Fintechs emerging to fill financial institutions’ product gaps are running into challenges in the vendor management (VM) department

 

In October 2013, the OCC released guidance for financial institutions (FI’s) on how to manage third-party suppliers, the implementation of which has had the perhaps-unintended consequence of burdening the small companies that serve FIs.

Many large FI’s, in their rush to comply with the OCC guidelines, have simply written into their contracts that fintechs must follow FI security standards. In my experience, the challenge for fintechs is not so much creating and maintaining security, policies and procedures that meet FI standards; rather, the burden lies in documenting to the FI’s satisfaction that the fintech is meeting its standards.

At the root of the problem is that most FI’s rely on a “three lines of defense” risk management model. The first line of defense is operational (risk management and oversight), the second line of defense is compliance, and third line of defense is internal auditing. Many FI’s also employ a fourth line of defense, which is their information security teams.

From our point of view, it looks as if these lines of defense do not coordinate with one another when it comes to the vendor management requests they make of third parties. As an affected fintech, we often get three (or four) hefty questionnaires a year of 50 questions or moreµ— one from each line of defense. Each questionnaires asks the same questions covered by the other, previously submitted questionnaires. In other words, a bank may ask the same questions three times a year to satisfy each of its internal lines of defense (LOD), and as a responsive fintech, we are submitting our response three times, usually in three different formats.

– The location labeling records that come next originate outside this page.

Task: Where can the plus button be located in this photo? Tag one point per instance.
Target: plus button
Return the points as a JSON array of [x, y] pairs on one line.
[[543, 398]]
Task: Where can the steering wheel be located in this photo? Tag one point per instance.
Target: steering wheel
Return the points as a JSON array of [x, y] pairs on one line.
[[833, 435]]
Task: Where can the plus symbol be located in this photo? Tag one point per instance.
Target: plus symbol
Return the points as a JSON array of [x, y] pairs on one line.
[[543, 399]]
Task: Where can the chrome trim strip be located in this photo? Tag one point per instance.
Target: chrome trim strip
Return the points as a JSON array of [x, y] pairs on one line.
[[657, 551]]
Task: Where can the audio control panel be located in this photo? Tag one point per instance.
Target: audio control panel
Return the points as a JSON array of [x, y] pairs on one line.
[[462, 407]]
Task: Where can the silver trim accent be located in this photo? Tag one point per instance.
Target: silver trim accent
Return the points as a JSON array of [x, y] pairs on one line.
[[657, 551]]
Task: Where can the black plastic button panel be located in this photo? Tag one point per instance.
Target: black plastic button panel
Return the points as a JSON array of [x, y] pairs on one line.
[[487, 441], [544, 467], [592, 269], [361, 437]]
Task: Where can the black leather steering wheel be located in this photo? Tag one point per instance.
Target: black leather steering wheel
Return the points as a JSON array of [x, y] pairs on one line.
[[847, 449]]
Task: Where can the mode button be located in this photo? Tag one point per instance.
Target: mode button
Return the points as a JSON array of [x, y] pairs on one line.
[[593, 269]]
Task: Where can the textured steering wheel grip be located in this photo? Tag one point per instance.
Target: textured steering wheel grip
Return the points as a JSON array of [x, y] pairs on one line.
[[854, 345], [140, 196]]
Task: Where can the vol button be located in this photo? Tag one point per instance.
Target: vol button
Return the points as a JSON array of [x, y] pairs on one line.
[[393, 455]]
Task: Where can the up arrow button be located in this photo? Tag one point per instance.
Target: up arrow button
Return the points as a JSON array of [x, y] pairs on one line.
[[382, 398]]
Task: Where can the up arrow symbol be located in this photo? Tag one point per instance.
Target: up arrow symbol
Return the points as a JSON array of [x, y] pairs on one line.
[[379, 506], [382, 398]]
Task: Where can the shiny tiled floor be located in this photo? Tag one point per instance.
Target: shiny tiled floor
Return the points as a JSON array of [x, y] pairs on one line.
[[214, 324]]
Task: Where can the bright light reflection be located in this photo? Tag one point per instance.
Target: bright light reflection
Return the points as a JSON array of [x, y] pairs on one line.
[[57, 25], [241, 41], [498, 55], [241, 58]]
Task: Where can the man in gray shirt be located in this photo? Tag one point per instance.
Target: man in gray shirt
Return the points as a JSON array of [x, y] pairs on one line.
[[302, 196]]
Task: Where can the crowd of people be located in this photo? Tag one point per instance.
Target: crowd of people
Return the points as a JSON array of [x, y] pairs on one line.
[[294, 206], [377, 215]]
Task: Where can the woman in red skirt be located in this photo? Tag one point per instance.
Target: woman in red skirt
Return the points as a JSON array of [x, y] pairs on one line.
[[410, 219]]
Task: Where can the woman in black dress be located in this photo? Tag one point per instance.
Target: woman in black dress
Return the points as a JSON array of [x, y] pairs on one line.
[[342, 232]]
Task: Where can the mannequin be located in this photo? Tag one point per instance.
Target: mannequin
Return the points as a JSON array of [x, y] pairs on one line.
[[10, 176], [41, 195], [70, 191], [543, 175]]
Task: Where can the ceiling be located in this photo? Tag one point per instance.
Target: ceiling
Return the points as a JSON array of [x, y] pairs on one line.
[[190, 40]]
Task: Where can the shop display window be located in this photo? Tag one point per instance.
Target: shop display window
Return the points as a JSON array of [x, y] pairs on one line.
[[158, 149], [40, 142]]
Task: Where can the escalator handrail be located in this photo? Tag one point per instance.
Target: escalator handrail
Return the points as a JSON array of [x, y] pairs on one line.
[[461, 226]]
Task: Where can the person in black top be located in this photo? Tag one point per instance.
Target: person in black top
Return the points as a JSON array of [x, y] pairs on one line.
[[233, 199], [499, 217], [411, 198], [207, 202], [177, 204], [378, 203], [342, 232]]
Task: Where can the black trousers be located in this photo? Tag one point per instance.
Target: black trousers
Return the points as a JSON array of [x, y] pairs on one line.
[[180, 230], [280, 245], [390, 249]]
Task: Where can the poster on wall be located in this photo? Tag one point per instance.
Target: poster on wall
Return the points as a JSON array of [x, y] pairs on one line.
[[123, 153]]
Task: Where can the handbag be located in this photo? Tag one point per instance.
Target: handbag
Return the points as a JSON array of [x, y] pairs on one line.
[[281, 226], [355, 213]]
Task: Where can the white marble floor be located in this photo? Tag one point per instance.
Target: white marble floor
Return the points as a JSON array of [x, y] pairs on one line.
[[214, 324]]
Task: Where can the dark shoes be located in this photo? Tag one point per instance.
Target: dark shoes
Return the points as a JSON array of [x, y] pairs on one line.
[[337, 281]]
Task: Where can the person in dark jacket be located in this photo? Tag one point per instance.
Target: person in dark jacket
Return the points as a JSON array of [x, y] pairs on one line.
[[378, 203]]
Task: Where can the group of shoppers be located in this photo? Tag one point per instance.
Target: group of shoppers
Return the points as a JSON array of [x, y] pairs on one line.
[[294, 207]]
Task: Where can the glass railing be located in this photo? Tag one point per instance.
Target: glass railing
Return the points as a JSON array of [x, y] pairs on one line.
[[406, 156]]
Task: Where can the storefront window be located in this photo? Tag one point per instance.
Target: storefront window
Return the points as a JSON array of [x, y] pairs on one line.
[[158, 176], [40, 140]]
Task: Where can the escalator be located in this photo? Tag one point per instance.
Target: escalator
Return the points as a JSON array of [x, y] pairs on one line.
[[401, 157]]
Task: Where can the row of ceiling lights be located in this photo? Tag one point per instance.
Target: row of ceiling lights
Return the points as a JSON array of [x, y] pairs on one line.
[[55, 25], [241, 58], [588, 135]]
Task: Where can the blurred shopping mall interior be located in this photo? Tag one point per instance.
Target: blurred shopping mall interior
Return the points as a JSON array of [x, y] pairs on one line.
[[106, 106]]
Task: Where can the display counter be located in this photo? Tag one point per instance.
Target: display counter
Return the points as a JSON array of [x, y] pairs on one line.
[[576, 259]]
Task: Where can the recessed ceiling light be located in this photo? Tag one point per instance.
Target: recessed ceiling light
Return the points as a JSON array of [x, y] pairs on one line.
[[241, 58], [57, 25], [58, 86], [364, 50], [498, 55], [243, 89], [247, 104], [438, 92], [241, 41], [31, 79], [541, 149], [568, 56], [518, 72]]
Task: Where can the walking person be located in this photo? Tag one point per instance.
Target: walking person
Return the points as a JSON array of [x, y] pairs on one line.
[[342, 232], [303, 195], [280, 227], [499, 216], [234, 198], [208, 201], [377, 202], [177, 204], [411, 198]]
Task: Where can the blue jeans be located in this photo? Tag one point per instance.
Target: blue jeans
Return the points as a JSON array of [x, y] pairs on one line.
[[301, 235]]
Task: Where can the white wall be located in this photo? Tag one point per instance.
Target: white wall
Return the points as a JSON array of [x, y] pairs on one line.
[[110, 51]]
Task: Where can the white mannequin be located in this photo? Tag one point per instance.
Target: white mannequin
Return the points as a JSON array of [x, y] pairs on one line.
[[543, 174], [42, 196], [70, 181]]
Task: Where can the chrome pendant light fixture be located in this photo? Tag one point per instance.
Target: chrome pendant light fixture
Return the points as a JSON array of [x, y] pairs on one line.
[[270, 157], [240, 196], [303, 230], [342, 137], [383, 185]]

And often, the questions require detailed responses. For instance, it is not unusual for a risk questionnaire to ask about our change management process. We will prepare a thorough explanation of our change management process, including our formal policy document, only to receive the exact same question from the FI’s information security team a month later, and then from another team a month or more after that.

To further complicate matters, each LODs may request responses in a different format. Some may ask fintechs to submit spreadsheets, PDFs or Word documents, while others may use a third-party tool such as Vendorly, VendorRisk, Archer or Ariba.

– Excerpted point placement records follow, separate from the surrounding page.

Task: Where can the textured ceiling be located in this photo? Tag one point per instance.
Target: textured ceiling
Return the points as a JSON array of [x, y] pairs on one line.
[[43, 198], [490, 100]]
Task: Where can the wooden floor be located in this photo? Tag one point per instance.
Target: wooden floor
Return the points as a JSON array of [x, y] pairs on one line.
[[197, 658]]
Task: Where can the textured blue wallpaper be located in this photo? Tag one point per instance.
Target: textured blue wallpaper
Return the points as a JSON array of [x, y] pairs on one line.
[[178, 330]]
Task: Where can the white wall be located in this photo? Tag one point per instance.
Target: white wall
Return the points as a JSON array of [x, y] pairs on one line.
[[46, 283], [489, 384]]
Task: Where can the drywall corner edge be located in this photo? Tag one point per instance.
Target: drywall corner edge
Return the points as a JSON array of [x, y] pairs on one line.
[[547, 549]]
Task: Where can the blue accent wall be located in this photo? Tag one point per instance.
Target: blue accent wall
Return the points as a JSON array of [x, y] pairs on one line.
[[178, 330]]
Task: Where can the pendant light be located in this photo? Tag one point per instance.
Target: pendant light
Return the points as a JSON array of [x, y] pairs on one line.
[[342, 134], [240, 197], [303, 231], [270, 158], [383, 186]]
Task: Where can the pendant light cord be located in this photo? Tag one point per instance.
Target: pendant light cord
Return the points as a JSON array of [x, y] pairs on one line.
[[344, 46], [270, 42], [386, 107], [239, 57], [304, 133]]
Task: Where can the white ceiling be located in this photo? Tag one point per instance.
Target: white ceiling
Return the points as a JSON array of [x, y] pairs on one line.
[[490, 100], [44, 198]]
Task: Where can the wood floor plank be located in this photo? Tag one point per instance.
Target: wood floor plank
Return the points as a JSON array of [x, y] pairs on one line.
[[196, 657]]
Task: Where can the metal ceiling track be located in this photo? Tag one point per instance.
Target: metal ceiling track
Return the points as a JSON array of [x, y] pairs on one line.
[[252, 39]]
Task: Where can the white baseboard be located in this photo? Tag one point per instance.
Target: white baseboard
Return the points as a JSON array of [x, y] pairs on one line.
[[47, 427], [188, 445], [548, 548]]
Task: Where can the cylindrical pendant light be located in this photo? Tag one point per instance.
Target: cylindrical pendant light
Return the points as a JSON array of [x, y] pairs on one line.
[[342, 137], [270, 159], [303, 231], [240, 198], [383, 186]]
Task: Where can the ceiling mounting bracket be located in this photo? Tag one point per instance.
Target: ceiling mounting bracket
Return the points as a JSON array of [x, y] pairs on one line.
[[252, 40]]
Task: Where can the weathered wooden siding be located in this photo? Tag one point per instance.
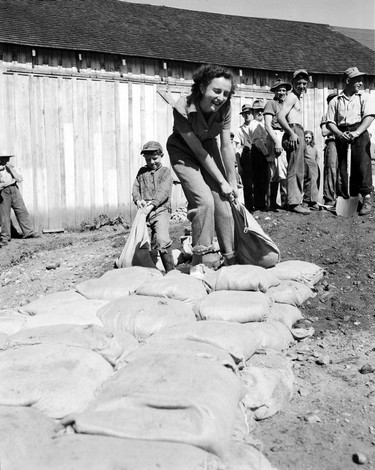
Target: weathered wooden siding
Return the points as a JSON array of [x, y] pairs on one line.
[[77, 127]]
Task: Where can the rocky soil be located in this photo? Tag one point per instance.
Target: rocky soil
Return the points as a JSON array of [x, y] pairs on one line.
[[330, 423]]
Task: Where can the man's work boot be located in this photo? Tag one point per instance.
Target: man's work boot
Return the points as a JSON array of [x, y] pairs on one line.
[[167, 259]]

Maintaining the logins and passwords for all of these tools, as well as coordinating responses in the multiple formats requested, takes an inordinate amount of time that could be more productively directed at improving product lines or other business-building work.

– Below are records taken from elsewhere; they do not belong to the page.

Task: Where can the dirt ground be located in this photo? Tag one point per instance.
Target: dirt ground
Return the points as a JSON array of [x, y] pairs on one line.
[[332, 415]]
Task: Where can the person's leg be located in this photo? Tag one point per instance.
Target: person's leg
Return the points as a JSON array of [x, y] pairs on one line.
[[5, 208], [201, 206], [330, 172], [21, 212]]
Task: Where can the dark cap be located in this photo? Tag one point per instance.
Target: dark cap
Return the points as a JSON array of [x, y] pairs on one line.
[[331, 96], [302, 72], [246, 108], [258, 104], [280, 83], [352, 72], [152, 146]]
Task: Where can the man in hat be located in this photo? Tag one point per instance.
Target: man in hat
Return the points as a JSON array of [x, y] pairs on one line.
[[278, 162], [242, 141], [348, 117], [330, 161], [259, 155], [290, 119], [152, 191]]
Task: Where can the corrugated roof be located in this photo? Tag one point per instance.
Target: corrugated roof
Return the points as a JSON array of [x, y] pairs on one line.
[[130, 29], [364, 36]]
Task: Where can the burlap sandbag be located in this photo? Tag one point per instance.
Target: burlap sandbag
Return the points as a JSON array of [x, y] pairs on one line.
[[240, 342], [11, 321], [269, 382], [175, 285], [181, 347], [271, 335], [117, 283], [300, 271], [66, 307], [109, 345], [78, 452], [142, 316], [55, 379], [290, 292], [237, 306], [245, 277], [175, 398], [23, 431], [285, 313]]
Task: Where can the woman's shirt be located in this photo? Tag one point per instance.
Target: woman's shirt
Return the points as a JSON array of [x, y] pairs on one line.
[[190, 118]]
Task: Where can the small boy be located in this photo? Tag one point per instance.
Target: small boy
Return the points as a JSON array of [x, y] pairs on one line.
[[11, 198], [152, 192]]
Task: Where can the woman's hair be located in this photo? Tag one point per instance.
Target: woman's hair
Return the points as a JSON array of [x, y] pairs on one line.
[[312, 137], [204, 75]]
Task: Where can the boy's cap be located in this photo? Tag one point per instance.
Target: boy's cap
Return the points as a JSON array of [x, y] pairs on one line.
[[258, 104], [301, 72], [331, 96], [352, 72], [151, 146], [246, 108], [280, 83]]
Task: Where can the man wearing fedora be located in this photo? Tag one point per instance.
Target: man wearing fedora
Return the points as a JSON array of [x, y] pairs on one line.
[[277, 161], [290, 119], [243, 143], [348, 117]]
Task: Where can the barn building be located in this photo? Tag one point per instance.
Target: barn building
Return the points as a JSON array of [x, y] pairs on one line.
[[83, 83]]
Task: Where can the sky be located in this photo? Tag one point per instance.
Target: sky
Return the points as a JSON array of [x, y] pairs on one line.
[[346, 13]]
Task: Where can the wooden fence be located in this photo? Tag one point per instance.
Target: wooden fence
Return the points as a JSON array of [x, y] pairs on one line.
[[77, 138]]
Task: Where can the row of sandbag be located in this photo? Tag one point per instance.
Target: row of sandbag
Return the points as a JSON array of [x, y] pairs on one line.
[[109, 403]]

Why isn’t there a single, standardized fintech questionnaire that could be used by multiple FI’s, you may ask? Well, that is the million-dollar question. Our company maintains an annual SOC 2, Type 2 exam (as do most other companies in our space), and this should be accepted by the FI’s — but oftentimes they request their own audits on top of this.

The OCC in that same 2013 bulletin stated that multiple FI’s may collaborate on reviewing fintech controls, but I have yet to encounter such a collaboration. However, a consortium of FI’s created TruSight, which should consolidate at least the info sec requests of several large banks.

To improve fintechs’ ability to focus on making their products as effective and compliant as possible (by spending less time on answering questionnaires), it would be nice to see some of the big players or regulatory bodies (FFIEC, OCC, or CFPB) come up with a standard review package, including all LOD, that each fintech could answer once a year and make available to all of its FI clients.

In the meantime, FI’s should align their internal teams to ensure streamlined requests that occur concurrently and without repetitive content.